Another variant of this is the tech support scam. Your phone rings, and someone on the line says they're calling from "Windows technical support," or from "Facebook," and claims that they've detected a problem with your computer. They try to get the user to install an app that provides remote access to the computer, at which point the scammer either gets access to files or personal data, or claims to fix problems with the computer, and requests a credit card number to pay for the service. If these people do get access to your files, though, they may use your identity to get further access to your bank accounts and other financial services. And if not, and you've given up a credit card number, that will quickly be used for malicious purposes.

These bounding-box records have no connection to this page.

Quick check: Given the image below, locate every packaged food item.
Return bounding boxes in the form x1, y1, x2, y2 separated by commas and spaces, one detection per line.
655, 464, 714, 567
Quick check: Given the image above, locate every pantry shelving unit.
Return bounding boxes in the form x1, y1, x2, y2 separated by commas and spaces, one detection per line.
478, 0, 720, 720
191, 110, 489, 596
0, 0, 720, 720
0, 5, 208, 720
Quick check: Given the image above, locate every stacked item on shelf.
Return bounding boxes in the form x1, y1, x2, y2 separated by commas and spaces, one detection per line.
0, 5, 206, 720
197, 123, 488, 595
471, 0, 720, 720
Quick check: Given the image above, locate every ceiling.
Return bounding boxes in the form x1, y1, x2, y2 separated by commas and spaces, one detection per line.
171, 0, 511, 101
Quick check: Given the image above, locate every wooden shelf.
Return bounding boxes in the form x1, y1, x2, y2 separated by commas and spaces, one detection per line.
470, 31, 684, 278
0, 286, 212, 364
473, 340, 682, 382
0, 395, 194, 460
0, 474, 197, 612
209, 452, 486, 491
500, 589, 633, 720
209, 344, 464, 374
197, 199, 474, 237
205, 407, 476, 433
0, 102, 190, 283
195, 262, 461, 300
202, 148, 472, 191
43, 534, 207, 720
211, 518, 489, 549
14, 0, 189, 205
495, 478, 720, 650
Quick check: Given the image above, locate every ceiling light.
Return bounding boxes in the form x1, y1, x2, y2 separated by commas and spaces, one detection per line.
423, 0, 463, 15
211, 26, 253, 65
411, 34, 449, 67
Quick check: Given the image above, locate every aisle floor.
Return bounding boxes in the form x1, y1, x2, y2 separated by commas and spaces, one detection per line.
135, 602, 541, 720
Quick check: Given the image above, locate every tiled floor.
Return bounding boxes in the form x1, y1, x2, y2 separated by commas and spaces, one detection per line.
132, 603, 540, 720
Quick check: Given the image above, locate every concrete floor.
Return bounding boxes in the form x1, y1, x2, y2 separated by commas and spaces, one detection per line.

Security Flaws in Outdated Software
We've said it here many times: One of the most important things you should do to protect yourself is keep your Macs and your iOS devices up to date. Update your apps as soon as you see there are new versions available. On iOS, this is easy, since all your apps come through the App Store. A glance at the App Store icon will tell you when there are updates.
On your Mac, it's a bit more complicated. There are Mac App Store apps, and you can have your Mac check for updates automatically. Go to System Preferences > App Store, then check Automatically check for updates.
But for third-party apps, you need to take the initiative. In most cases, apps you use will have a setting for automatic update checks. If not, you generally check for updates from the menu with the app's name; choose Check for Updates.
The most important apps to keep up to date are your web browsers. Security flaws in these apps can have serious consequences, and can lead to malicious websites downloading malware. If you ever see a file or app in your Downloads folder that you don't remember downloading, don't open it. It could have come from a malicious website, and simply opening the file or launching the app could lead to an infection.
You can look at any item in the Finder to see where it downloaded from. Select a file, press Command-I, then look at in the More Info section. For example, in the screenshot below, you can see that this disk image, containing an installer for Intego Mac Premium Bundle X9, was downloaded from www.integodownload.com. If you don't recognize the source of a downloaded file, and you don't remember downloading it, delete it.
To update your web browsers:
Apple's Safari gets its updates through the App Store app, so the settings I mentioned above will ensure that you're up to date.
Google Chrome updates automatically, but you need to quit and relaunch your browser to apply updates. If you don't restart your Mac often, and don't quit Chrome, you may not have the latest version. Read this Google support document to find out how to ensure that you're up to date.
Firefox has a setting, in Firefox > Preferences > Advanced > Update, that you can set to either automatically apply updates, or check for updates and ask you if you want to install them. As with Google Chrome, you will need to restart Firefox to ensure that it applies its updates.
The above examples highlight just how much is at risk when you use your computers and iOS devices. You need to be constantly vigilant: one email, one link, could open you up to potential harm. Learn how to spot phishing emails, make sure your identity is protected, don't open unexpected downloads, and keep your web browsers up to date. These four tips will help make your online activities much safer.